Orta Koridor, kuzey rotası şu anda kullanılamadığı için çok daha fazla önem kazandı. Başka bir gelişme; Biden yönetiminin, görev süresinin bitiminden hemen önce Ukrayna’ya Rusya’ya karşı ABD füzeleri kullanma izni vermesi oldu. Rus lider Putin, “Hiçbir şey karşılıksız kalmayacak” dedi. Yakın geleceği nasıl görüyorsunuz?

Bu gerçekten çok tehlikeli. Bu durum, kesinlikle Orta Avrupa’daki insanların çıkarlarına aykırıdır. Bu durum, kesinlikle Amerikan halkının iradesine de aykırıdır, çünkü Amerikan halkı farklı bir yönetim seçti. Barış yanlısı bir başkan seçtiler. Bu nedenle, mevcut Amerikan yönetiminin yaptıklarının gerçekten tehlikeli olduğunu düşünüyorum. Bu tür adımlar, bir tırmanışa yol açabilir ve umuyoruz ki 20 Ocak’a kadar tırmanıştan bir şekilde kaçınabiliriz. Sonra, Başkan Trump göreve geldiğinde, umarım hâlâ barışı sağlama şansı olur. Mevcut Demokrat yönetimin Ocak ayında barışı tamamen imkânsız hale getirmeyeceğini umuyorum.

Son sorum: İstanbul Enerji Forumu hakkındaki görüşleriniz nedir? Burada gündeminiz neydi ve Macaristan, Türkiye ve diğer ikili görüşmeler yaptığınız muhataplar için beklenen sonuçlar nelerdir?

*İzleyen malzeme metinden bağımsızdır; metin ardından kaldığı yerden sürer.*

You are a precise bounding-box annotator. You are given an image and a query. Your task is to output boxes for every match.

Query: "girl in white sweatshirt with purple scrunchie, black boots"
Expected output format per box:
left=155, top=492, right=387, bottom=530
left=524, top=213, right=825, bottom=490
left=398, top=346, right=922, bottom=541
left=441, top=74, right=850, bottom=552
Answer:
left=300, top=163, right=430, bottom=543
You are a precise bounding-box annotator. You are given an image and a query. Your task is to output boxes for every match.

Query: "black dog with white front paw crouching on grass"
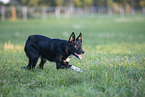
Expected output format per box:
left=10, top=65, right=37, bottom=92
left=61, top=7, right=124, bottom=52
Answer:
left=24, top=32, right=84, bottom=72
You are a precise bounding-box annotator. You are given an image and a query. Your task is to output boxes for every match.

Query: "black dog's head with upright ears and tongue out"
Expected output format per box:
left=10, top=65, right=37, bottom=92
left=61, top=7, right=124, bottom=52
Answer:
left=68, top=32, right=85, bottom=59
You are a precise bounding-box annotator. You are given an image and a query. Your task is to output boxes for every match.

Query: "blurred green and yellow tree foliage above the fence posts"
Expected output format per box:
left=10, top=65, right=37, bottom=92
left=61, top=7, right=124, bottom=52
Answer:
left=10, top=0, right=145, bottom=8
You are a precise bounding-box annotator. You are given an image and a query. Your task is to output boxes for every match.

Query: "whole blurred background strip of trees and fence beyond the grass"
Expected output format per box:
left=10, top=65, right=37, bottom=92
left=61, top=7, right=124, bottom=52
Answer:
left=0, top=0, right=145, bottom=21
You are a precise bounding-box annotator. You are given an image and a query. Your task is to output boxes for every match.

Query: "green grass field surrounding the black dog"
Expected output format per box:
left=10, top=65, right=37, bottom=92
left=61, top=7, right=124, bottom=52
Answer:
left=0, top=16, right=145, bottom=97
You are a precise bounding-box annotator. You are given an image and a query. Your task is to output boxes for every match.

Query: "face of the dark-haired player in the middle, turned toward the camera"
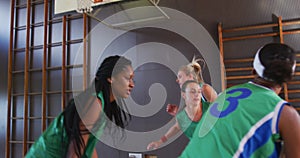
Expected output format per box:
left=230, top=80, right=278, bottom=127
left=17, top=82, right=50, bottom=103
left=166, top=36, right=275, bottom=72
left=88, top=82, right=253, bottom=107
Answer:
left=183, top=83, right=202, bottom=106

Şu anki en kısa vadeli görevimiz, ABD yönetiminin Gazprom Bank’ı yaptırım listesine alma kararıyla ortaya çıkan zorlukların üstesinden gelmek. Çünkü bölgemizdeki birçok ülke gibi biz de gaz ödemelerini Gazprom Bank hesaplarına yapıyoruz. Bu nedenle burada bir araya geldik ve bu zorluğun üstesinden nasıl gelineceğini bulmaya çalışıyoruz. Eminim ki bir araya geldiğimiz için bunu aşmanın ve gelecekte de arz güvenliğini sağlamanın bir yolunu bulacağız.